Saturday, December 10, 2005

a trip down memory lane...

...some one else's memory lane...

tonight i went to lizzy's school play. it was really good. i got into it. i always do when it comes to movies or plays...that's just my imagination. i'm glad i still have one. i don't ever want to lose it. i will always think of "what if's." it allows your mind to take a mental vacation.

after the play, i hung out with tyler, his sisters, dyson, and lizzie, and we took a walk down memory lane. their memory lane. it was great. some of the things i had NO idea what the crap they were talking about, but i laughed anyway. some of it was just funny. i loved it. i've never lived anywhere for that long to have memories like that. sure i have silly memories with friends...friends that i don't even know anymore. friends that live in other states. i've never lived in one place. i freaking lived in japan for gosh sakes. i really wished i lived here in franklin my whole life. i wish i went to a smaller school where you don't need locks for your lockers and you can just leave your bag in the hallway and you see everyone everyday. where you know everyone.

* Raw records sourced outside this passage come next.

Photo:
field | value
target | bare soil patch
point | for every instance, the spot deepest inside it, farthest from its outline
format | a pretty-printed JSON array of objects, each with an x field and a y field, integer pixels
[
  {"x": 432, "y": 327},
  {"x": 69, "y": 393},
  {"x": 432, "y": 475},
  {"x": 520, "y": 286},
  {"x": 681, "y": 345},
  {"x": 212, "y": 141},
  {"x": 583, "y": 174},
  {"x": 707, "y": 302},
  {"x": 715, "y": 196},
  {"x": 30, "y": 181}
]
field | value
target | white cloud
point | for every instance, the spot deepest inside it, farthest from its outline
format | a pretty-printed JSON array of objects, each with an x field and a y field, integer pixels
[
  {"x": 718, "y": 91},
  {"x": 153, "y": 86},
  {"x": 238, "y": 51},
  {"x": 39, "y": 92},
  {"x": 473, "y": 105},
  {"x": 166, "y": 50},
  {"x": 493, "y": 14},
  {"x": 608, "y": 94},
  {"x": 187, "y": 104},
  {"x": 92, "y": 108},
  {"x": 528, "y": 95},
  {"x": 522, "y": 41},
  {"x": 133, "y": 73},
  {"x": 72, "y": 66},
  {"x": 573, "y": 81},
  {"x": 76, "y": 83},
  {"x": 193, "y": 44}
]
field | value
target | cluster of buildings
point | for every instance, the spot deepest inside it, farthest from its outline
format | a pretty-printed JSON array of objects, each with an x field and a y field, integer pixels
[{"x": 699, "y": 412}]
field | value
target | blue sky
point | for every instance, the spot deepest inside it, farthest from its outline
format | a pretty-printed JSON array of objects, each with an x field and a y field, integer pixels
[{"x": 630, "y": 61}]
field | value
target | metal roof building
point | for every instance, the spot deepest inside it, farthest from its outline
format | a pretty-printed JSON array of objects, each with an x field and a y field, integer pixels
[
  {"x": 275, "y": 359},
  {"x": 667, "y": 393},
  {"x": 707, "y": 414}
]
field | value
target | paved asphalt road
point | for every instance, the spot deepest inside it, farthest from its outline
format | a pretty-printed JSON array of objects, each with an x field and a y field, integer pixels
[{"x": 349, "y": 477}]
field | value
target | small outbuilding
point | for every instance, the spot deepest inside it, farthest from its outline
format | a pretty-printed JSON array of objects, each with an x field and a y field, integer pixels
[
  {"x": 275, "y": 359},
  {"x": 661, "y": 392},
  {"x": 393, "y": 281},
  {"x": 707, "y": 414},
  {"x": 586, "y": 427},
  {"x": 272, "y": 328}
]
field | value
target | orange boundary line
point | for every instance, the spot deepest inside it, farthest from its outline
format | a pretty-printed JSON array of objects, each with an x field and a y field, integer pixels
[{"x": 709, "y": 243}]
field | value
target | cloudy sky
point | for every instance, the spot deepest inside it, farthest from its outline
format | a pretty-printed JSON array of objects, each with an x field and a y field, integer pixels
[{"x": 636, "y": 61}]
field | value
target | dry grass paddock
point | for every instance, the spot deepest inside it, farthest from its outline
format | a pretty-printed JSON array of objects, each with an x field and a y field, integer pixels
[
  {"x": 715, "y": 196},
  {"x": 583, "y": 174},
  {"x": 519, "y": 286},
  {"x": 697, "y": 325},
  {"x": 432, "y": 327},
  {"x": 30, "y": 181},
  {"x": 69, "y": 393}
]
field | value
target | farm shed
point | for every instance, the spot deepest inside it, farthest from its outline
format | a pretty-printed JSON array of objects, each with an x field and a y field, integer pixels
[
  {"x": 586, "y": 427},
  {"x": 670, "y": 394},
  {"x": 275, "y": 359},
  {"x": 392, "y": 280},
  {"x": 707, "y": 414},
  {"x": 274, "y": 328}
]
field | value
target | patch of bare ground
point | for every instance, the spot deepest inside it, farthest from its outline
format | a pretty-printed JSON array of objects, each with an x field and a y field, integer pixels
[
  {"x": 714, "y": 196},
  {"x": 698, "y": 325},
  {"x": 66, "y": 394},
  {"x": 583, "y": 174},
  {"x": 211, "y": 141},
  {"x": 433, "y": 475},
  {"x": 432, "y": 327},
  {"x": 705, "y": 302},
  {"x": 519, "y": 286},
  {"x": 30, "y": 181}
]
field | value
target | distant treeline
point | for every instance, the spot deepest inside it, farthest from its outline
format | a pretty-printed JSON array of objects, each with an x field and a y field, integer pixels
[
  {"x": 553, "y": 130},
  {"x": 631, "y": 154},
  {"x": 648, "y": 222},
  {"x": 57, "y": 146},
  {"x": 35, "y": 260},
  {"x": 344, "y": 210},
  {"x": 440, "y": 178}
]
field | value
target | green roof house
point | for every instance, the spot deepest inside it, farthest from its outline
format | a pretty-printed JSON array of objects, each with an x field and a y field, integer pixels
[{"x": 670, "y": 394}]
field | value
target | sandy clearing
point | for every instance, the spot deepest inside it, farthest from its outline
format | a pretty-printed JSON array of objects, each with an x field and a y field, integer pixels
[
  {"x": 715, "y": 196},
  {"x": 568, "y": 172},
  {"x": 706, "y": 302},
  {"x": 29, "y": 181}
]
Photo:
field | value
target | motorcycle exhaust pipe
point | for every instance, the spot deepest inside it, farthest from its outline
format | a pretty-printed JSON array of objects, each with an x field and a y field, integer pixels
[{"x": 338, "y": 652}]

i've lived in arkansas, japan, california, minnesota, and here. that's a lot to me. people always ask me where i liked living the most. here. i like here the best.

don't get me wrong, i love every place i have ever lived. but moving doesn't give you the opportunity to have friends from the fourth grade on. moving does two things: 1. makes you shy or 2. makes you outgoing. i was the shy kid. i've finally grown out of it. took me 6 years (as long as i have lived here) to do so. in fact, i am still shy around people i don't know. i have to be EXTREMELY comfortable with at least one friend to act like my self in a group of people, i blame moving. i hate HAVING to make new friends because you need a friend. i like making new friends now because i don't HAVE to. i already have friends.

moving also had some positive effects though. telling people where i lived always brought up a conversation. no i don't know how to speak japanese. i was little. it's also given me the blessing and the curse of sarcasm. helps me make friends because that i have found sarcasm as a handy tool for laughter.

it was just really cool to hear about an orange backpack, the tree, x-file stickers, kids with guitars asking lizzy out, the mats, the coffeeshop, and all of the hilarious stories. it made me feel a part of it even though i was never there and i don't really know them. it was just cool.

i cut my bangs/fringe this afternoon. i think i did a pretty good job.